Monique David-Ménard
(De Paul University, October 2011)
It is not often that studies on Foucault’s work take an exclusive look at The Archeology of Knowledge. Instead, the text is presented as a text that is summing up work that has been achieved throughout the first great studies: The History of Madness, The Birth of the Clinic and The Order of Things. Or again, Foucault the historian of science is separated from Foucault, the thinker of norms, dispositifs and knowledge/power. One knows in particular that, when it comes to the division of his body of work, the reception of Foucault has been different in the United States and in France for a long time. But what ever those different starting points to the work might have been, The Archeology of Knowledge is never singled out. So I would like to show that this book is an experience of thought of an unparalleled conceptual audacity, with which a new kind of analysis of discourse is brought into focus by Foucault, which straightaway generates what he would be naming later, in Discipline and Punish, a “dispositif”. So what is first of all most remarkable is that in the analysis of language he has left the idea of literature as a metaphysical experience behind. It is in The Archeology of Knowledge that he develops the instruments in order to elucidate discursive operations as operations.
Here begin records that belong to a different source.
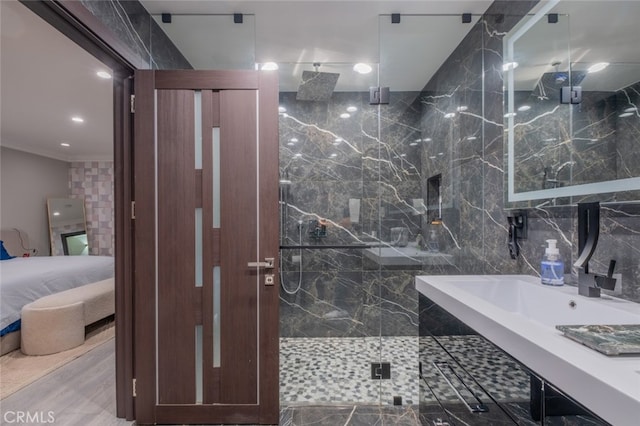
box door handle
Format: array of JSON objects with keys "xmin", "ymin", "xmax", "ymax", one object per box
[{"xmin": 247, "ymin": 257, "xmax": 275, "ymax": 269}]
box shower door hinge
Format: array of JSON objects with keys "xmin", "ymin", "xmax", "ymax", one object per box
[{"xmin": 369, "ymin": 87, "xmax": 389, "ymax": 105}]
For several years now, in approaching concepts such as dispositifs and discourses, Foucault has been somewhat made into a thinker of the perfomative, a thinker of language games. In other words, a proximity with Austin and/or Wittgenstein is being established. I wish to show that the analysis of the statements in 1970 converges neither with that of Austin nor with that of Wittgenstein. Since Foucault, under the names of the statement, of discourse and of discursive practice didn’t describe an act internal to discourse, but relations that “are, in a sense, at the limit of discourse” (A.K. 49). How could this limit of what is said be described, without conceiving it as a limit of the sayable which would fall into the field of the
metaphysical experience of the unsayable? That is the path followed since Raymond Roussel thanks to The Archeology of Knowledge. The concern is to delineate statements as operations, as acts so to speak, but impersonal ones and in which a relatively stable temporality doesn’t adhere to the execution, repeated each time in speech acts, of the act of speaking, even if it is implicit.
What is a statement?
With the identification of what he calls a statement and a group of statements forming a discursive practice, Foucault pinpoints a materiality of language that actually subverts the duality of words and things.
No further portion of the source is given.